# 6-3 Model Training Using Single GPU

The training procedure of deep learning is usually time consuming. It even takes tens of days for training, and there is no need to mention those take days or hours.

The time is mainly consumpted by two stages, data preparation and parameter iteration.

We can increase the number of process to alleviate this issue if data preparation takes the majority of time.

However, if the majority of time is taken by parameter iteration, we need to use GPU or Google TPU for acceleration.

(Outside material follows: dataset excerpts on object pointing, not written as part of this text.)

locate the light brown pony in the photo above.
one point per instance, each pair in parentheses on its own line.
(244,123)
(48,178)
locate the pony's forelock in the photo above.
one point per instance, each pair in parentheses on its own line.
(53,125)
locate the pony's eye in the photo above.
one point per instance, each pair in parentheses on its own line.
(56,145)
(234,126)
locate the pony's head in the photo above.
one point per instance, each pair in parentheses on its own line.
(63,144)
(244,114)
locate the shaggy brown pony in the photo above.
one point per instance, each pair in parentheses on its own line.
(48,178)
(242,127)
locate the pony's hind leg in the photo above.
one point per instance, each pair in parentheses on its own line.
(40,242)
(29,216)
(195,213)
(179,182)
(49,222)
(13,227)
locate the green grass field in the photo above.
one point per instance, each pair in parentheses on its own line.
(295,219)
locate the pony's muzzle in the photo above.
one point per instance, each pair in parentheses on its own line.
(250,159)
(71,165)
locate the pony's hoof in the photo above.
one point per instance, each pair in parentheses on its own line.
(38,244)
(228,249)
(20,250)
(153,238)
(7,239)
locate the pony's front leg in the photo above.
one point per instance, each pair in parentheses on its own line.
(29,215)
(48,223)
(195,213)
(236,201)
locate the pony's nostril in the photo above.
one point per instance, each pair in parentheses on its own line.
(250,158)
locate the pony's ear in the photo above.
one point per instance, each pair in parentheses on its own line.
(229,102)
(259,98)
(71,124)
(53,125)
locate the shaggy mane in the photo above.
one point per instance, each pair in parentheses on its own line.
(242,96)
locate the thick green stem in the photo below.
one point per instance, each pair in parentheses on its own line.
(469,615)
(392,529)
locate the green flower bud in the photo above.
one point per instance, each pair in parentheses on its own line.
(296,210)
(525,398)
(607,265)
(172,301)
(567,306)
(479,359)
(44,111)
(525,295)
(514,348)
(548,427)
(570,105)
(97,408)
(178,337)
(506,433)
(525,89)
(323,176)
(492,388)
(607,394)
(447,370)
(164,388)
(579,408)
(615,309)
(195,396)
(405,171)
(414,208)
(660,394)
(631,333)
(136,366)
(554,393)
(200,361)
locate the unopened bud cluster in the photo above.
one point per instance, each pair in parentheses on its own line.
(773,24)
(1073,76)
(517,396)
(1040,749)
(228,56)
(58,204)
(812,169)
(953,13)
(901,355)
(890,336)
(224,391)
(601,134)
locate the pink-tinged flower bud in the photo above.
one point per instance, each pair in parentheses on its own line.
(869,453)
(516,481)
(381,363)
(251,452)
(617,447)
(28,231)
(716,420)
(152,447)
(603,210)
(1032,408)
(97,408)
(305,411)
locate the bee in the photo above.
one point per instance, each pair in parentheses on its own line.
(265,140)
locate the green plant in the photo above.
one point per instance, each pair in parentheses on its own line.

You may refer to this article for further details: ["GPU acceleration for Keras Models - How to Use Free Colab GPUs (in Chinese)"](https://zhuanlan.zhihu.com/p/68509398)

There is no need to modify source code for switching from CPU to GPU when using the pre-defined `fit` method or the customized training loops. When GPU is available and the device is not specified, TensorFlow automatically chooses GPU for tensor creating and computing.

However, for the case of using shared GPU with multiple users, sucha as using server of the company or the lab, we need to add following code to specify the GPU ID and the GPU memory size that we are going to use, in order to avoid the GPU resources to be occupied by a single user (actually TensorFlow acquires all GPU cors and all GPU memories by default) and allows multiple users perform training on it.


In Colab notebook, choose GPU in Edit -> Notebook Settings -> Hardware Accelerator

Note: the following code only executes on Colab.

You may use the following link for testing (tf_singleGPU, in Chinese)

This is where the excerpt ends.